Blog
Open Source: For All the Right Reasons

In 2007, a group of friends in Silicon Valley launched a start-up for hosting computer code on a website that could be shared openly, with minimally restrictive use policies. The site, GitHub, functions like a social network for coders, where pictures of last night’s dinner are replaced with lines of code from ongoing or newly created projects. As the name suggests, the site functions not only as a hub for code repositories, but also leverages git, an open source version control system developed by Linus Torvalds, the creator of one of the most successful open source ventures of all time—the Linux operating system.

In 2010, an Australian economist launched Kaggle, a start-up with the goal of solving wide-ranging data analytics and machine learning problems—from predicting HIV progression and nerve identification in ultrasounds, to speech recognition and passenger screening algorithms. Kaggle hosts open competitions on the web, offering prizes to the person or team that develops the best solution to a stated problem given an open dataset. GitHub became the natural home for the code written for Kaggle contests, and is now home to thousands of repositories containing code from past competition winners and participants.

In 2012, Netflix published an article in The Medium outlining the rationale behind its stated preference for using and developing open source software as it transitioned to a cloud-based system. The author lists many of the values inherent in success of GitHub and Kaggle, principal among them the need for consistent, updated documentation and quality control. In the years that have followed, Netflix-OSS has made significant contributions to a myriad of open source tools, including many in daily use at Dewberry, such as Jupyter, Atom, and Papermill.

In 2017, Google acquired Kaggle and Microsoft followed suit in 2018, acquiring GitHub for $7.5 billion. Today, Google and Microsoft are the top contributors to Open Source projects on GitHub. Google, Microsoft, AWS, Netflix, and many other tech firms have developed tools and workflows to manage truly big data, with libraries for distributed and geospatial computing. Through open sourcing, these tools are available now, out of the box, built on top of proven frameworks managed by organizations such as Apache, OSGeo, and NumFOCUS.
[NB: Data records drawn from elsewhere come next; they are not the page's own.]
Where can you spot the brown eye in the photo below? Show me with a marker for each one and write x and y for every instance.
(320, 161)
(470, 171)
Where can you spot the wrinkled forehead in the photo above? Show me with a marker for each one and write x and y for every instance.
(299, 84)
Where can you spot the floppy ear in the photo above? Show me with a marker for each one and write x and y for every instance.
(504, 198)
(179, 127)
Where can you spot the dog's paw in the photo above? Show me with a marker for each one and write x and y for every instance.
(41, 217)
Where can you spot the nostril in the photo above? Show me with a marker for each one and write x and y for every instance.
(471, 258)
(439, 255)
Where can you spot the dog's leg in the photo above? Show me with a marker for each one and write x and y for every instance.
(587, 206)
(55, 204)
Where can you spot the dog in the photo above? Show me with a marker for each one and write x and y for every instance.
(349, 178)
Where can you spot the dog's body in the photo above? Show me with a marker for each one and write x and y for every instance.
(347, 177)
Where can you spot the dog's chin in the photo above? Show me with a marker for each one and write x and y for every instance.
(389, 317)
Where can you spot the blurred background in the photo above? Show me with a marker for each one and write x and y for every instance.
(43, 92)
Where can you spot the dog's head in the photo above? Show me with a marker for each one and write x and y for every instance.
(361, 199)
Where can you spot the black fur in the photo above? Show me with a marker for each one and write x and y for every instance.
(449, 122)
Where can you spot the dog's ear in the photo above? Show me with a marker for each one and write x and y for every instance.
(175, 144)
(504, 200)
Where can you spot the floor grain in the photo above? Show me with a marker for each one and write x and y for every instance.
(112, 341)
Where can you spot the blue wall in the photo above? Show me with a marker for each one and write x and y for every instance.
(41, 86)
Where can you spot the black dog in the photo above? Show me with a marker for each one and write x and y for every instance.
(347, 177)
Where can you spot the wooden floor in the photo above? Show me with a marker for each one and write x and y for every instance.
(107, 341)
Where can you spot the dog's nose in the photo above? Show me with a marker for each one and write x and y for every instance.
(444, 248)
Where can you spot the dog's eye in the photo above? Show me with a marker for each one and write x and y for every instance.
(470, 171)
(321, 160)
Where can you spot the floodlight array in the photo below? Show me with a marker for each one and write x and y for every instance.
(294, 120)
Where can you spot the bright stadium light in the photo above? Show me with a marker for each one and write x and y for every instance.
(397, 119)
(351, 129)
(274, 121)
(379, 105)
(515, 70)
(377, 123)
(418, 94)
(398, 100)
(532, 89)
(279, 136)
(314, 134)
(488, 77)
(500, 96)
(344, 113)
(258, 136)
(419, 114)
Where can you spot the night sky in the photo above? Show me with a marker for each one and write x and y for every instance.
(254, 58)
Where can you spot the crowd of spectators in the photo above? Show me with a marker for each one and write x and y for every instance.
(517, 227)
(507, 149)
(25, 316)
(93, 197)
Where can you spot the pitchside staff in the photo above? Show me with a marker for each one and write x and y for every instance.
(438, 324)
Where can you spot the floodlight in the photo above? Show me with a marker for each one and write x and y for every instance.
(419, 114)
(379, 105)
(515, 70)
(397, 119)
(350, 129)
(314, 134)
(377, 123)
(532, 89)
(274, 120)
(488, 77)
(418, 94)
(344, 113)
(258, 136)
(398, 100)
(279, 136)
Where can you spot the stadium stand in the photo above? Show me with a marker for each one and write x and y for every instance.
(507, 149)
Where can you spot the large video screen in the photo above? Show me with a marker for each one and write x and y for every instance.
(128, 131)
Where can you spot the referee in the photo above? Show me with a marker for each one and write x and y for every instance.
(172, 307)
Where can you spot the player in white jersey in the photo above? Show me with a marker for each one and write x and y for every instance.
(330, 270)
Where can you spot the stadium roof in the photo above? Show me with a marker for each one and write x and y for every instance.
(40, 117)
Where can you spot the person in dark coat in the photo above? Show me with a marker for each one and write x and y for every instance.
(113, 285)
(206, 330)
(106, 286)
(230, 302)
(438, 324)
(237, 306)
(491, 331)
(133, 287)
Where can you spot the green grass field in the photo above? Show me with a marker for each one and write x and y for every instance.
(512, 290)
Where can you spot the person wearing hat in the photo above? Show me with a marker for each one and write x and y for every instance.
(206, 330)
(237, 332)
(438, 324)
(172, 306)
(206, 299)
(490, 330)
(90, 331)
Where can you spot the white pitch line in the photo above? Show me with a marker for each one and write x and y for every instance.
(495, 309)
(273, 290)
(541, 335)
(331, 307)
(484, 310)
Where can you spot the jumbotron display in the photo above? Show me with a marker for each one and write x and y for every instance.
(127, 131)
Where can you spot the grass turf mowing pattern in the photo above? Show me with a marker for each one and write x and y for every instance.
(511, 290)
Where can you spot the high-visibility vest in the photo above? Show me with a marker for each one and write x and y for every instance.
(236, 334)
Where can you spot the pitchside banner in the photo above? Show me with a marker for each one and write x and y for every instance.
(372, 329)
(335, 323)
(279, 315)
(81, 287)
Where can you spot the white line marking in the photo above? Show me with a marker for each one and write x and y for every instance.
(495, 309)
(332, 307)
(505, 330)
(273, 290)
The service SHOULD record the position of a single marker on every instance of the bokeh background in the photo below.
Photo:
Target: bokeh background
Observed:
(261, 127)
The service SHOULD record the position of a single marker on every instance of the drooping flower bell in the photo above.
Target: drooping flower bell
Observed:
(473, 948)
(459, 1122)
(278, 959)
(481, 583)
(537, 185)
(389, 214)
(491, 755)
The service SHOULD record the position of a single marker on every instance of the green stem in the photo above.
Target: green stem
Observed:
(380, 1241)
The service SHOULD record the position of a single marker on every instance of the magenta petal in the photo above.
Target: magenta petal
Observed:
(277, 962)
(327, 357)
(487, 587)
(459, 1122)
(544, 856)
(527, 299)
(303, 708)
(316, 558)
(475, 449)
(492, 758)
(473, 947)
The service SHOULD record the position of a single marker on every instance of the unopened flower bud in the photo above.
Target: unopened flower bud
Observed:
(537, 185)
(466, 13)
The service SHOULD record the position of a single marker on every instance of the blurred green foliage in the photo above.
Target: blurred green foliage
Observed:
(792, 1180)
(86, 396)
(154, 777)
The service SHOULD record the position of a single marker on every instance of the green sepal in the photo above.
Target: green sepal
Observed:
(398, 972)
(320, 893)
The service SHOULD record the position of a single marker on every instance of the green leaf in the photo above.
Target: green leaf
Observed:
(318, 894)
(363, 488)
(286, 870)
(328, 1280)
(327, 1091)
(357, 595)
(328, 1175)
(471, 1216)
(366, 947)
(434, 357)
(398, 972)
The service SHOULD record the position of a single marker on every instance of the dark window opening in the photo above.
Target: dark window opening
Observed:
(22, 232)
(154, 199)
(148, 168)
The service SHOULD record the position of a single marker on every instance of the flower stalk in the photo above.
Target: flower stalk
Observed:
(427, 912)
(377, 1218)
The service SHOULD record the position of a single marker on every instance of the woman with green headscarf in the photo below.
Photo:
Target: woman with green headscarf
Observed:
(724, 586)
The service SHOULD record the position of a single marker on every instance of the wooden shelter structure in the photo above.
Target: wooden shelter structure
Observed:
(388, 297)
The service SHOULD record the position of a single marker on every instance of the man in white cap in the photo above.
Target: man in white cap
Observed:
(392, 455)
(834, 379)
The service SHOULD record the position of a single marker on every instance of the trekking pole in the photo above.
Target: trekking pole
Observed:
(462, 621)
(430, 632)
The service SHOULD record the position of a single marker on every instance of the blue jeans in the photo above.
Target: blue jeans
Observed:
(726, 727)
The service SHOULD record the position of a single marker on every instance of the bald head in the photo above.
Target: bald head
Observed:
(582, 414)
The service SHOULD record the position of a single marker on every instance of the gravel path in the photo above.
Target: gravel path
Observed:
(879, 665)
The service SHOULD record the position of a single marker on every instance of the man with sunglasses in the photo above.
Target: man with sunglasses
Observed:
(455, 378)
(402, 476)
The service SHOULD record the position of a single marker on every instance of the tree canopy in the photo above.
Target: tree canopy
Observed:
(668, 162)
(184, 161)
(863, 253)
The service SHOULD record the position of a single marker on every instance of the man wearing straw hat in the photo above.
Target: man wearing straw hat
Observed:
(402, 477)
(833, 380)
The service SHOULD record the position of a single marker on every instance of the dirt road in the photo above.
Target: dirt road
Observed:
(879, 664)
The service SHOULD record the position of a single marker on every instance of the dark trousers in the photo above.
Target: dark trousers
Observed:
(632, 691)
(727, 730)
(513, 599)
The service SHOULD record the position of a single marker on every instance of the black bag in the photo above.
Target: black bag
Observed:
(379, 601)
Constraints of the Desktop PC

For the past two decades, flood risk analyses have been performed on a desktop computer with a reasonable latency for processing and computation. The size and scale of the datasets were well balanced with computing power and software used for analysis. As a result, flood studies have been executed at a steady pace, and communities have received updated risk profiles along coasts and inland waterways across the country.

An example of a flood map that we created to help show the risk profiles along waterways for a community.

An example of a flood map that we created to help show the risk profiles along waterways for a community.

Recently, we’ve seen expansive growth in the size and complexity of required datasets, with improvements in temporal/spatial resolution, coverage, and availability. Our ability to interact with larger, more complex datasets hasn’t kept pace, in part because of the limitations of the proprietary GIS tools we use. These tools, developed to work exclusively on Windows operating systems, and optimized for the constraints of a desktop PC, do not scale well to the modern cloud computing environment. As a result, we’re constrained to the limited memory and high latency of ‘local’ computers, as data transfer across servers slows processing down.

At Dewberry we are determined not be limited to the size, quality, or scale, of analysis we can provide. By leveraging cloud computing resources, we’re able to perform continental scale computations and analysis in minutes or hours. Open source software combined with open standards and open data allow us to do this.

The Move to Open Source

Open source innovations in GIS and cloud computing have changed the landscape. There is no longer a single provider limitation to the tools available for analysis. Proprietary and desktop tools will always have a place on the workbench, but will now share the space with open source tools and cloud infrastructure.

Screenshot from a Dewberry presentation at JupyterCon that shows an example of custom tools developed for a study in New York using Jupyter Lab.

Screenshot from a Dewberry presentation at JupyterCon that shows an example of custom tools developed for a study in New York using Jupyter Lab.

Our federal partners are increasingly relying upon open source software solutions. With the release of HEC-RAS 5, the U.S. Army Corps of Engineers (USACE) flagship hydraulic modeling software removed support for proprietary GIS tools and incorporated the open source GDAL suite to perform geospatial functions intrinsically. The Federal Emergency Management Agency has been moving in this direction as well, announcing in 2018 that Hazus will be transitioned to an open source platform. The National Oceanic and Atmospheric Administration, U.S. Geological Survey, and USACE have many current projects underway on GitHub.

The opportunities to improve the tool state for flood risk analysis are everywhere. For many years, we’ve been developing tools using open source libraries at Dewberry to build our workflows. We’re passionate about exploring ways to improve the services we offer, and are striving to make use of—and contribute to—the many exciting tools in development by the open source community.